Badan Pengelola Investasi (BPI) Danantara meyakini hal ini seiring dampak suntikan dana tahun sebelumnya.
COO Danantara, Dony Oskaria, menjelaskan laporan keuangan 2025 masih mencerminkan kondisi sebelum intervensi.
“Intervensi yang kita lakukan itu baru di akhir 2025. Nanti akan terlihat performa di awal 2026,” kata Dony, Ahad.
Salah satu faktor yang menekan kinerja Garuda di 2025 adalah banyaknya pesawat yang tidak beroperasi (grounded).
Hal ini menimbulkan biaya, terutama dari sisi sewa.
Perawatan pesawat (MRO) juga membutuhkan waktu yang lama.
Dony meyakinkan sinyal perbaikan akan terlihat di 2026.
Kinerja anak usaha Garuda, Citilink, sudah menunjukkan hasil positif di kuartal I 2026.
Ini menjadi indikasi awal pemulihan grup Garuda Indonesia.
“Kita masih banyak PR yang terus kita lakukan. Karena tidak cukup hanya dengan memberikan uang, tetapi juga transformasinya,” tegasnya.

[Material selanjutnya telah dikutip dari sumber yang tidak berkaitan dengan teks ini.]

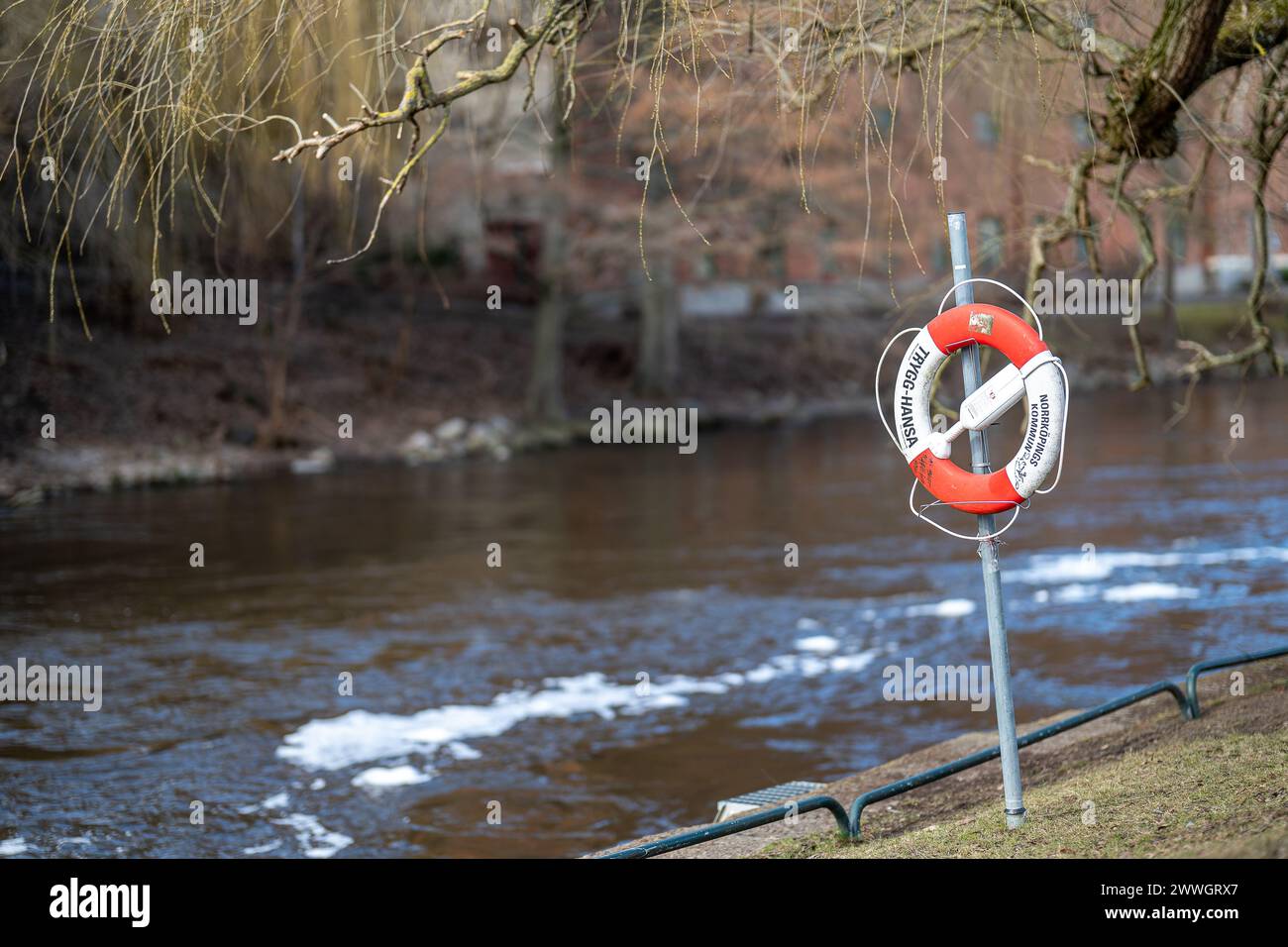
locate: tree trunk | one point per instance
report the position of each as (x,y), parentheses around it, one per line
(658,368)
(545,384)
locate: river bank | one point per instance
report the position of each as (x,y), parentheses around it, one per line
(142,407)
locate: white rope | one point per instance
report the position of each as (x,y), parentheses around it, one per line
(922,517)
(993,282)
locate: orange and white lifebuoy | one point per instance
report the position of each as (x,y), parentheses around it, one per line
(926,451)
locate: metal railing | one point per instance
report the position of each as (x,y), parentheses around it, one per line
(1188,701)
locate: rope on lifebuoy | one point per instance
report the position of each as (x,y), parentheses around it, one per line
(1033,372)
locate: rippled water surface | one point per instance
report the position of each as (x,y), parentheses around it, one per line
(640,654)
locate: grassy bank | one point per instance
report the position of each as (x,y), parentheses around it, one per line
(1140,783)
(1215,787)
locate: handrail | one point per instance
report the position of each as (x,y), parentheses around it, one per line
(734,826)
(850,825)
(1192,680)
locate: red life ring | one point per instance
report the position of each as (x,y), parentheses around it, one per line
(1039,450)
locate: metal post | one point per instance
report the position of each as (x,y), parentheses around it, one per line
(960,249)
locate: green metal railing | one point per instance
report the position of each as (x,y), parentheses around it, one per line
(1188,702)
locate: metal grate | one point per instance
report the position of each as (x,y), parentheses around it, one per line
(774,795)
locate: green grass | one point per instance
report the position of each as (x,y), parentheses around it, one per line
(1184,796)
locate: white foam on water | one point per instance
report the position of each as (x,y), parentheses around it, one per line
(948,608)
(1141,591)
(316,839)
(362,736)
(1077,592)
(277,800)
(463,751)
(1080,567)
(819,644)
(13,847)
(384,777)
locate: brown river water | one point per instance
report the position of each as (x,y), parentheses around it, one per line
(640,654)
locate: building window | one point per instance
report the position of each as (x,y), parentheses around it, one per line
(1082,133)
(990,244)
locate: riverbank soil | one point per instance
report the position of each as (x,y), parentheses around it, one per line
(1141,783)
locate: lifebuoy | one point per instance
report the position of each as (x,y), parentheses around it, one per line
(926,451)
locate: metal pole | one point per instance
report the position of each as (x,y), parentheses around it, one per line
(960,249)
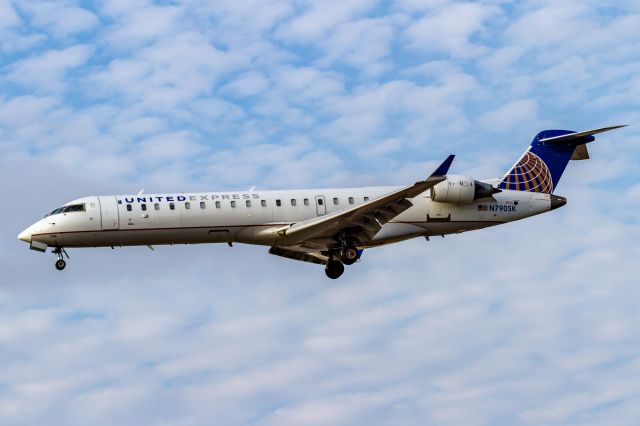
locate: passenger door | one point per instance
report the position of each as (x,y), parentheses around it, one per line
(321,205)
(109,212)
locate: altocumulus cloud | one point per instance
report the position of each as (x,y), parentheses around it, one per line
(531,323)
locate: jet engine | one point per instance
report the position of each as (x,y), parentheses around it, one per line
(458,189)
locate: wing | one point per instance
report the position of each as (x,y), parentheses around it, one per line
(361,222)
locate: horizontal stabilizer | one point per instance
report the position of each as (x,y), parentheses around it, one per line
(579,135)
(580,153)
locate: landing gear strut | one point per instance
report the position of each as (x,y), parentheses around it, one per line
(60,263)
(349,255)
(334,269)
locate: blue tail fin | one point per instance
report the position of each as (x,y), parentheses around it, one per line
(541,166)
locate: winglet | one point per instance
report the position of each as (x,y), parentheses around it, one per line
(579,135)
(444,167)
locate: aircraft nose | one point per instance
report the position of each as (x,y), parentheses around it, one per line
(25,236)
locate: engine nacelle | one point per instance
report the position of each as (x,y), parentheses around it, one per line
(458,189)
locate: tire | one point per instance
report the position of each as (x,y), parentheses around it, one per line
(334,269)
(349,255)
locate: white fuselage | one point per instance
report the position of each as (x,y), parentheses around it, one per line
(254,217)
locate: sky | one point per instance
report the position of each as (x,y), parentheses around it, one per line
(530,323)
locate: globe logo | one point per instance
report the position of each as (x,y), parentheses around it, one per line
(530,174)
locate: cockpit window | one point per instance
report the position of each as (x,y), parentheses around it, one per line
(67,209)
(74,208)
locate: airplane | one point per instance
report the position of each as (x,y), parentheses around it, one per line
(329,227)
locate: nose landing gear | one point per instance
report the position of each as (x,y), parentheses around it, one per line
(60,263)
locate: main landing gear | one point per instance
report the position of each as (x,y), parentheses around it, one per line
(60,263)
(337,259)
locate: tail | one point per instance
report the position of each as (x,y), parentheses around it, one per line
(542,164)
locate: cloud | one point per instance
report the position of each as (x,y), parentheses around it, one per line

Garuda Indonesia mencatatkan rugi bersih 319,39 juta dolar AS sepanjang 2025.
Sebelumnya, Dirut Garuda Indonesia Glenny H Kairupan menyatakan tambahan modal Rp 23,67 triliun dari PT Danantara Asset Management (DAM) menjadi dorongan penting.
Dari total tersebut, Rp 8,7 triliun (37 persen) dialokasikan untuk modal kerja.
Sementara Rp 14,9 triliun (63 persen) digunakan untuk memperkuat operasional Citilink.